Il y a aussi une nouvelle vague d’inspecteurs, plus jeunes, qui peut-être aiment moins la cuisine traditionnelle. Et peut-être qu’on oublie les fondamentaux chez Michelin.
[...]
On a l’impression qu’il faut à tout prix enlever le restaurant de Paul Bocuse, alors que la qualité est toujours là, que l’équipe a été renforcée par un sommelier meilleur ouvrier de France et un pâtissier qui a gagné la coupe du monde de pâtisserie.
La réponse de la maison Bocuse
C’est par un communiqué sobre et apaisé que la maison de Collonges a répondu à la nouvelle qui venait de tomber. Attitude très différente de celle de Marc Veyrat. Beaucoup plus digne. Mais, nous le craignons, moins combative.

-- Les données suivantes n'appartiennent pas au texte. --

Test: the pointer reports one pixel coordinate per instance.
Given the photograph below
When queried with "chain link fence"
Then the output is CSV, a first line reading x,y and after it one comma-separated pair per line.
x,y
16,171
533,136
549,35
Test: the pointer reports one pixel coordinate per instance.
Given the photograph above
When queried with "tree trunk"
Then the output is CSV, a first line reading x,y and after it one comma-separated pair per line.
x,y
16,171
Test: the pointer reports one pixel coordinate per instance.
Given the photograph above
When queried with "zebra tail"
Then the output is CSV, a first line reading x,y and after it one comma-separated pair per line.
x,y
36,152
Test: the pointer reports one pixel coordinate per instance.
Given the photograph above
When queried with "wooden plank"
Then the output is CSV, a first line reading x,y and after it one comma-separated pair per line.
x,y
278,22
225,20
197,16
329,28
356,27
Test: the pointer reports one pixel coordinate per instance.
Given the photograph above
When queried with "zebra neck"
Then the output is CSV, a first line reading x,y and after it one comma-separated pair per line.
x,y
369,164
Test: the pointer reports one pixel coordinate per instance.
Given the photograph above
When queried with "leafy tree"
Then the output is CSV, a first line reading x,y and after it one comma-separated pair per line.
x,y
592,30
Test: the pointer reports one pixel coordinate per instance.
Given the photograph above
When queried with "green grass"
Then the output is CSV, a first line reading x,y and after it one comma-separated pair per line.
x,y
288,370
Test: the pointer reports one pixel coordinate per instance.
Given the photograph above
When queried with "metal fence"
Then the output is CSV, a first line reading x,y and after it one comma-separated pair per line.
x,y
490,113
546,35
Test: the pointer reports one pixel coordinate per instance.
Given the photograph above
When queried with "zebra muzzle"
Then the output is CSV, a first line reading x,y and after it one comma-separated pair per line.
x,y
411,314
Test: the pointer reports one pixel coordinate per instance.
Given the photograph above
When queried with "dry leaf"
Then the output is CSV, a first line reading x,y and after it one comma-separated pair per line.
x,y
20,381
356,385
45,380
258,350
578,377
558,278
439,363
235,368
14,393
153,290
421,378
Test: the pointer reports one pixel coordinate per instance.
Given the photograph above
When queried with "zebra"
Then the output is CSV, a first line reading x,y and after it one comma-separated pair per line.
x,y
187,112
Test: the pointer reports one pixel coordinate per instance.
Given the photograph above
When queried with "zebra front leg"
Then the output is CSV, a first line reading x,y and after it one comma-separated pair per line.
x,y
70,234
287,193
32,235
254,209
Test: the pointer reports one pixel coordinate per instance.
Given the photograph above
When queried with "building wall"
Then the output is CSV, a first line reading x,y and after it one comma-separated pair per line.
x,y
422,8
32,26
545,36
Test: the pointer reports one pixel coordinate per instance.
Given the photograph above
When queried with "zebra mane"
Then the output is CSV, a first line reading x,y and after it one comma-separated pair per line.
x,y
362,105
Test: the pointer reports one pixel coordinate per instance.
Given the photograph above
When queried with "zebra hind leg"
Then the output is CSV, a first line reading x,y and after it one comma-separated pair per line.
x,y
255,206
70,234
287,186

Car, sentant le vent tourner, et le chef Paul Bocuse tout juste décédé, l’établissement a lancé « La tradition en mouvement » (sic !). Que l’on nous permette de frémir à l’évocation de cette formule qui fleure bon la double injonction contradictoire. Une sorte de double langage tout droit tiré des écrits d’un Georges Orwell. En principe, lorsqu’on entend cela on doit très vite sortir son revolver.
C’est ainsi que la décoration entière de l’établissement sera achevée ce mois de janvier 2020, préférant aux couleurs chaudes orangées historiques une tonalité froide et moderne faite de gris et de taupe. C’est propre et élégant, mais cela ressemble à combien d’autres restaurants ? Bien sûr la déco était vétuste, mais pourquoi un tel choix qui rompt avec la chaleur du bâtiment vu de l’extérieur, si ce n’est pour se soumettre à la mode actuelle ? Et la mode, c’est ce qui se démode.
Dans l’assiette ou à la carte, certains changements ont été opérés. Le lièvre à la royale a fait son apparition, ce qui est une belle nouveauté. Le tournedos Rossini modernisé s’est acoquiné d’un effiloché de bœuf un peu redondant. La volaille rôtie à la broche a disparu. Pour le moment rien de grave. Mais les amateurs de la maison s’inquiètent : allons-nous voir disparaître ces sauces généreuses, ces plats bien garnis, ce service au guéridon ? Un menu vegan fera-t-il son apparition, avec ou sans gluten ? Le chariot de dessert va-t-il être remplacé par un dessert unique bien moins réjouissant ?
Formulons donc le souhait que l’esprit de son fondateur Paul Bocuse résonne toujours dans les murs de l’Auberge. Le client doit toujours prévaloir. La perfection dans la réalisation d’une cuisine bourgeoise et traditionnelle. Des assiettes généreuses. Un éternel classicisme. Du beurre, de la crème et du vin. On n’imagine pas M. Paul céder à la pression de qui que ce soit. Gageons que cet esprit rebelle souffle toujours et pour longtemps encore.